As shown in Table 1, FTIR Spectroscopy offers the best characteristics for an on-line, continuous gas analyzer. It offers not only the means of determining moisture concentrations in corrosive etching gases, but it is also suitable for detecting other destructive impurities which may be present in the gas at the same time. This method can be used not only with corrosive gases but also with all gases in general as well. So, the present inventions provides a real-time, on-line and continuous system that can detect traces of different impurities present in the corrosive etching gases.
This present invention provides an industrial turnkey system comprising an automatic on-line monitoring analytical tool for the detection of impurities in corrosive gases in real-time. The system is based on FTIR spectroscopy and controlled by software running on a personal computer. The software provides integration and control of the hardware elements, as well as the spectral analysis and chemometrics, to determine the concentration of impurities in gases. The system is not only capable of detection of low levels of impurities in real-time, but it also provides a method to minimize problems commonly associated with FTIR quantification analysis.

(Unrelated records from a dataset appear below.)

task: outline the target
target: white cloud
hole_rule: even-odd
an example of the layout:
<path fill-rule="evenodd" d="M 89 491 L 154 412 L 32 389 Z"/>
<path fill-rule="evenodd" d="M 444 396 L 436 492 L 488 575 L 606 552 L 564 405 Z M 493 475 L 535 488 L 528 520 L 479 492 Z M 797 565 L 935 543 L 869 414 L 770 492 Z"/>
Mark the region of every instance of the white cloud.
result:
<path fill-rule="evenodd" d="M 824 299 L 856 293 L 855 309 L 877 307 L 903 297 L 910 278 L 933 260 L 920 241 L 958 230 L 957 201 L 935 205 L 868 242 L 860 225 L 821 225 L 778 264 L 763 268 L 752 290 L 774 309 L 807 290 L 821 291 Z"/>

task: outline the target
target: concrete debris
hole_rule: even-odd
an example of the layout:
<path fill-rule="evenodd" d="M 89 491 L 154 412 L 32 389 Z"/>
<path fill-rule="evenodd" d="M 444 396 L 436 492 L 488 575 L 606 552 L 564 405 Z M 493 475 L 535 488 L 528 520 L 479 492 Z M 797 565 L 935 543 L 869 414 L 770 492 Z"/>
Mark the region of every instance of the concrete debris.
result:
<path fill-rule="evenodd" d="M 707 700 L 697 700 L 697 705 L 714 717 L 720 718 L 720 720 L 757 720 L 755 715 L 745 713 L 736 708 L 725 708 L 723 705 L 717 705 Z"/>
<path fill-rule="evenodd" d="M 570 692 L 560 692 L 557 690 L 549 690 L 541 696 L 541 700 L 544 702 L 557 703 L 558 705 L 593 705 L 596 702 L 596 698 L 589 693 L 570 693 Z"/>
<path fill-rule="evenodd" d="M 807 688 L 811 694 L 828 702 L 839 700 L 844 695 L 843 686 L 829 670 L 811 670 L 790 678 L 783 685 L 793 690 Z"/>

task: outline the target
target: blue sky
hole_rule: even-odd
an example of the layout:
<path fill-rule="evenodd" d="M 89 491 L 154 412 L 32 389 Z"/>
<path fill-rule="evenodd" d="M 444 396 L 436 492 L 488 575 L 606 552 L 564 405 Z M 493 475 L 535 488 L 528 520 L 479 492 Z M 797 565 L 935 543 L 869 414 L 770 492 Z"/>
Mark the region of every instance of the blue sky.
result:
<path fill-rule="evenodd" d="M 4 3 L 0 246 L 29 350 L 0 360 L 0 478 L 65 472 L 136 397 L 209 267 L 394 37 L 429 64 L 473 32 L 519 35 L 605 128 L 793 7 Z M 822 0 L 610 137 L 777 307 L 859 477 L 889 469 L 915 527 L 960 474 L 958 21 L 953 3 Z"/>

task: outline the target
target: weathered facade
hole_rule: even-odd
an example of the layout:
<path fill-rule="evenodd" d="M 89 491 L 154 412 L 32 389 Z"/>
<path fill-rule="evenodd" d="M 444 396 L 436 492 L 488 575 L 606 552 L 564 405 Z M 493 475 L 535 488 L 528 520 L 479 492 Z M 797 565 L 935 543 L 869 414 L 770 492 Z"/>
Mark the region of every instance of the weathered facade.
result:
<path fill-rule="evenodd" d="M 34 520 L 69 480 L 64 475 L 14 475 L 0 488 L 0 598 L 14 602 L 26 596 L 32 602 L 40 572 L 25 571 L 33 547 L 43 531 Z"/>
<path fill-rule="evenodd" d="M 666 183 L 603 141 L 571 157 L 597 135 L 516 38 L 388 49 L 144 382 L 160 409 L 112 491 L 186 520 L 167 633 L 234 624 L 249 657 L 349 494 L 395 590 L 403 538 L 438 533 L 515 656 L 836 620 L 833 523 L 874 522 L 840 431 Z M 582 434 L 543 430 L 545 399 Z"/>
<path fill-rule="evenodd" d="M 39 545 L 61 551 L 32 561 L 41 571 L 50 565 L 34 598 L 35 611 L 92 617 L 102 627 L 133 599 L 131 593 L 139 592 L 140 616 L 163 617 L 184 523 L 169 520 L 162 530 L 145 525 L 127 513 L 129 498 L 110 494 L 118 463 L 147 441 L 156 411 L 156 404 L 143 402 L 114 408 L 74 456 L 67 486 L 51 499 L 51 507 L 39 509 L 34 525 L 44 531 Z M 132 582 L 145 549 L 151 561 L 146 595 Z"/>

The present invention provides a 10-to-100-fold advancement in the time resolution available to process engineers for monitoring the quality of their real-time chemical process operations. This advancement is obtained by creating chemical spectroscopy quantification software which records, counts, and displays the dynamic impact of every single spectral scan, while at the same time producing data that are time-averages of multiple scans from any type of scanning spectrometer.
As a consequence, changes in an ongoing chemical process, whether undesired or desired, can be detected within the smallest resolvable time interval or period of a single scan of a given spectrometer. For example, using a FTIR spectrometer, the period of a single scan is typically a few seconds. So the effective time resolution for process monitoring becomes seconds rather than minutes.
The present invention achieves its enhancement in time resolution by means of the application of mathematical algorithms which manage and display the data associated with every single spectrometer scan. The invention is available either integrated with the chemical spectroscopy quantification software of the present invention or as a module which can be incorporated into existing commercial spectral analysis software.
The present invention is of a system and method for detection of impurities in gases comprising: providing a Fourier transform infrared spectrometer and employing computer apparatus comprising system control computation apparatus, spectral analysis computation apparatus, and chemometrics computation apparatus. A limit of detection of gas impurities of between approximately 10-25 ppb/v. is provided. In the preferred embodiment, the system control controls gas flow through a gas manifold using gas flow control computation apparatus, controls moisture buildup employing temperature control computation apparatus, and adjusts a transfer mirror. Signal-to-noise ratio is increased by alternating scans between background spectra and sample spectra. Chemometrics employs a running average of a plurality of scans, computes an average concentration of an impurity at every scan, and reports changes in impurity concentrations occurring from both scan to scan and over said plurality of scans. Errors resulting from baseline drift are reduced by assuming that system baseline is not necessarily centered around an x-axis of collected spectra.